After something of a hiatus, we saw a flurry of regulatory enforcement action last year with some major GDPR fines being levied against Marriott, British Airways and Ticketmaster. Although none of these decisions were focused on the insurance industry, they do collectively provide insight into regulator expectations concerning issues that are very relevant to insurers, including the frequency and extent of both risk assessments in relation to card data and supplier due diligence. At the other end of the scale and of great relevance to insurers, was a prosecution by the ICO against two individuals for the unauthorised access and sale of insurance claims/accident data. This was a welcome example of the ICO utilising powers under the Computer Misuse Act 1990 in response to the unlawful trade of accident management data.

Claims & Litigation

Many insurers will be feeling the brunt of the rise in frequency of damages claims for alleged data protection breaches and consequently looking closely at their appetite for policy coverage of these risks.
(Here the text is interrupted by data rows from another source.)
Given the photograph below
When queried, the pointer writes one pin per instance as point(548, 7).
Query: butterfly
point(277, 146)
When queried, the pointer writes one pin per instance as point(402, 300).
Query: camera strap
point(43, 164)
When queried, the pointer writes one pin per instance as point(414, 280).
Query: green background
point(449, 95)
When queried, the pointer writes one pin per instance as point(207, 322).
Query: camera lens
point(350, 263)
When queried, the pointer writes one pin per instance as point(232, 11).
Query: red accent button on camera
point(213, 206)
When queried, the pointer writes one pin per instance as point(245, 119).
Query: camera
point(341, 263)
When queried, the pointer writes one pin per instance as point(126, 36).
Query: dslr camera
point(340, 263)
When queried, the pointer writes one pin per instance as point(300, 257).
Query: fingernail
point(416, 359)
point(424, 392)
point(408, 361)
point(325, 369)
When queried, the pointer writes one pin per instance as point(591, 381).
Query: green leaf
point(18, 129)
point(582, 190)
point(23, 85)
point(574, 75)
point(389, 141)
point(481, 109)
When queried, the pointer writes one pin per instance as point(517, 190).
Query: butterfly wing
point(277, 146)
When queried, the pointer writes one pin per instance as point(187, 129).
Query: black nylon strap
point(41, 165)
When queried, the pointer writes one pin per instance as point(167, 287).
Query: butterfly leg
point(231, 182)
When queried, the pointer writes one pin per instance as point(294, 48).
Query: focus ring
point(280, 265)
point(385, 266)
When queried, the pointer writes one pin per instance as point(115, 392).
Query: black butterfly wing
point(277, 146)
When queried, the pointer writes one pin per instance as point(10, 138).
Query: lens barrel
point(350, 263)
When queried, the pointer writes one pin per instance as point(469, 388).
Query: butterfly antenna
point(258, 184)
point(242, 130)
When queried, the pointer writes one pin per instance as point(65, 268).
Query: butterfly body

Claims farmers are now entrenched in this area and actively marketing, with the promise of compensation. This is currently a lucrative area for claimants and their representatives where insurers face difficult decisions around the economics of defending individual claims, where the costs risk far exceeds what are often small damages amounts. Privacy activists also continue to be very active in this space, tackling some of the big privacy issues of the day, such as how children are tracked and monitored online. The trend of claims farmers following in the privacy activists slipstream is likely to continue. All eyes will be on the Supreme Court this year when Lloyd v Google LLC is heard, as this decision has the potential to have far reaching consequences in relation to issues such as when damages for loss of use can be claimed, even if no distress has been suffered.